Grüne: Grünen-Chefin Claudia Roth hat ihre Partei die Marschroute vorgegeben: Sie will die NRW-Wahl zur Abstimmung über Schwarz-Gelb zu machen. Die SPD gilt als Wunschpartner. Eine Zusammenarbeit mit der Union bereitet vielen Bauchschmerzen, wird aber keineswegs ausgeschlossen — ebensowenig wie Rot-Rot-Grün. Die Grünen wollen zurück an die Schalthebel der Macht.

In der Bildungspolitik steuern die Grünen ebenfalls auf Reformkurs. "Wir wollen die Schule von Grund auf neu denken und gestalten", heißt es im Wahlprogramm. Leitmotiv ist das "länger gemeinsame Lernen", das vor allem den Grundschülern mehr Raum für ihre persönliche Entwicklung gibt. Die Ganztagsschule spielt in diesem Zusammenhang eine tragenden Rolle. Weiterführende Schulen sollen selbst darüber entscheiden können, ob sie das Abitur in acht oder neun Jahren anbieten wollen. Kopfnoten sollen abgeschafft werden.

Linke: Die Linkspartei geht mit der Forderung nach radikaler Besteuerung von Besserverdienenden in den Wahlkampf. Für ihren Parteitag am 27. Februar in Duisburg hat sie ein "Zukunftsprogramm" vorgelegt. Eine Vermögensteuer soll 20 Milliarden in die öffentlichen Kassen spülen, eine "Millionärssteuer" sogar 80 Milliarden. Hinzu kommen Steuern auf Unternehmen (30 Milliarden) und Erben (acht Milliarden). Das Wahlprogramm hatte mit teils radikalen Forderungen sogar bei der Bundes-Linken für mittleres Entsetzen gesorgt. Unter anderem sollen die Energieunternehmen RWE und Eon verstaatlicht werden. Zudem machte sich das Programm in seinem seiner ersten Entwurf stark für die 30-Stunden-Woche bei vollem Lohnausgleich, die Abschaffung der Schulnoten sowie eine Entkriminalisierung des Cannabis-Gebrauchs. Das Papier wurde aber mittlerweile entschärft.

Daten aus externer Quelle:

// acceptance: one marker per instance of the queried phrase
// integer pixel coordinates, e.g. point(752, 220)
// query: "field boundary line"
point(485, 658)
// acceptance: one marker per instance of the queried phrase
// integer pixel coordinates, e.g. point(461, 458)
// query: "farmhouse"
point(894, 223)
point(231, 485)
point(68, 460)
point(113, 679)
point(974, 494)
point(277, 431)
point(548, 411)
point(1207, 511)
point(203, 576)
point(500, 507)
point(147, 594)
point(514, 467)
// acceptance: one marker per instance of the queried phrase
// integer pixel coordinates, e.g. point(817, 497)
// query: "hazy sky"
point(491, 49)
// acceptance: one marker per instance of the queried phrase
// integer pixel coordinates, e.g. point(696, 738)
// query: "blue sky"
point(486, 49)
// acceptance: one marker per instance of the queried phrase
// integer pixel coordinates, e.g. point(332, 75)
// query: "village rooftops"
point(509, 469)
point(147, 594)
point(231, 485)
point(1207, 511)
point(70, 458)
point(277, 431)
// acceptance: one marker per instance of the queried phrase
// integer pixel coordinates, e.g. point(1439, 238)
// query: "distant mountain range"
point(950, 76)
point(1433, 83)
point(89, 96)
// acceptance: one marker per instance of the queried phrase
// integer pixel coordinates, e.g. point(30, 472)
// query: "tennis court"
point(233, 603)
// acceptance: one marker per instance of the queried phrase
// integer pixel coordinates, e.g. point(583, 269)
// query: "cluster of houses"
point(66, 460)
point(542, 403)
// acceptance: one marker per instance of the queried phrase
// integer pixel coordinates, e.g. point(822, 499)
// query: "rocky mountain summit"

Beim Thema Bildung fordert die Linkspartei unter anderem die Einführung einer Gemeinschaftsschule, in der alle Kinder zehn Jahre lang zusammen lernen. Hochschul- und Kita-Gebühren sollen sofort abgeschafft werden. Die Linke will zudem einen gemeinsamen Ethikunterricht als Pflichtfach einführen. Unterricht in den verschiedenen Religionen wird nach den Vorstellungen der Linken nach Möglichkeit weiterhin angeboten, ist jedoch freiwillig.